Un groupe de défense des droits des animaux de Vancouver dénonce le transfert imminent de deux jeunes morses depuis l’Aquarium du Québec vers la côte ouest… Au grand dam de l’établissement québécois qui assure que les bêtes sont bichonnées.

Commençons le récit par un petit récapitulatif chronologique qui nous aidera à nous situer. Nous sommes donc en mai 2016. Fait rarissime en captivité, deux femelles morses mettent bas. Chacune a un veau issu du même père, une première canadienne. Il s’agissait également des septième et huitième naissances de cette espèce en captivité en Amérique du Nord depuis 1930, relate la directrice des lieux, Élizabeth Tessier. 

Puis les petits… sont devenus grands. Ils ont 19 mois. La femelle Lakina pèse quelque 240 kilos. Le mâle Balzak fait grimper la balance à plus de 300 kilos.

L’Aquarium de Québec a donc décidé de prêter gracieusement les mammifères marins à l’aquarium de Vancouver (oui, il s’agit d’un prêt). «Lakina et Balzak ont acquis l’indépendance nécessaire pour passer à la prochaine étape de leur développement», selon Mme Tessier.

Mais un groupe de défense des animaux de Vancouver n’est pas du même avis. 

En entrevue avec l’antenne locale de Radio-Canada, le fondateur de Lifeforce Foundation appelle au boycottage des deux aquariums. Peter Hamilton juge que les animaux sont traités comme des prisonniers utilisés à des fins promotionnelles. Il ajoute que les petits devraient rester avec leur mère encore pour l’allaitement. Le militant qualifie ce traitement de cruel.

Bien-être des animaux

Élizabeth Tessier se veut rassurante. Une armée de spécialistes suit l’évolution des animaux, fait-elle valoir. «Ce n’est pas une décision qui s’est prise sur le coin d’une table. […] On prend des décisions vraiment basées sur le bien-être des animaux.»
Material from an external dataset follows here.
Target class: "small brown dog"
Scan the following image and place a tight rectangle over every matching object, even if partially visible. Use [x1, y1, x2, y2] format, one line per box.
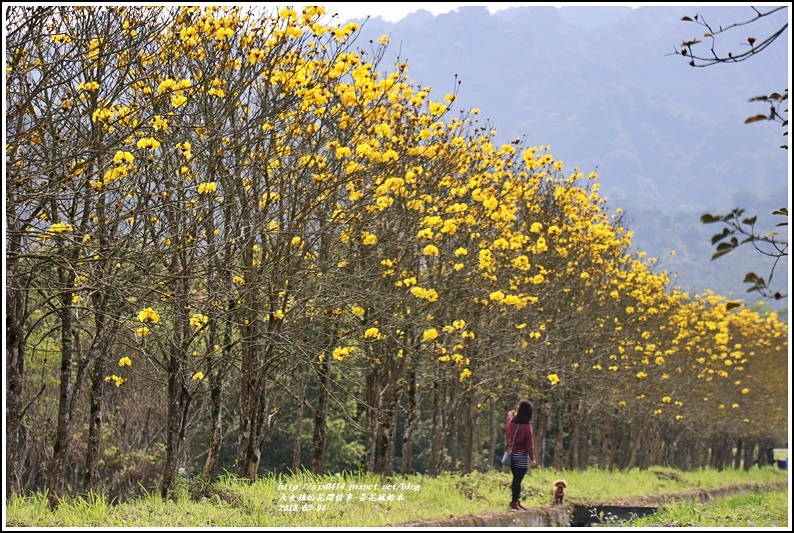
[554, 479, 568, 505]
Elle convient néanmoins qu’il subsiste beaucoup d’inconnues; les naissances de morses en captivité sont si rares qu’il y a peu de données scientifiques disponibles. «Il n’y a pas de littérature beaucoup.» Lakina et Balzak sont donc sujets d’étude.

Au fait, pourquoi ne pas les libérer? «Ils sont nés à l’intérieur», note Mme Tessier. «Les retourner dans la nature, ce ne serait pas leur rendre service.» Ils n’ont pas appris à chasser, à interagir avec une colonie de morses.

Les bêtes prendront donc l’avion. Probablement avant les Fêtes. Pour l’instant, ils se familiarisent avec leur cage de transport. Quand les experts seront prêts — «Il y a beaucoup de logistique» — Lakina et Balzak s’envoleront pour la côte ouest.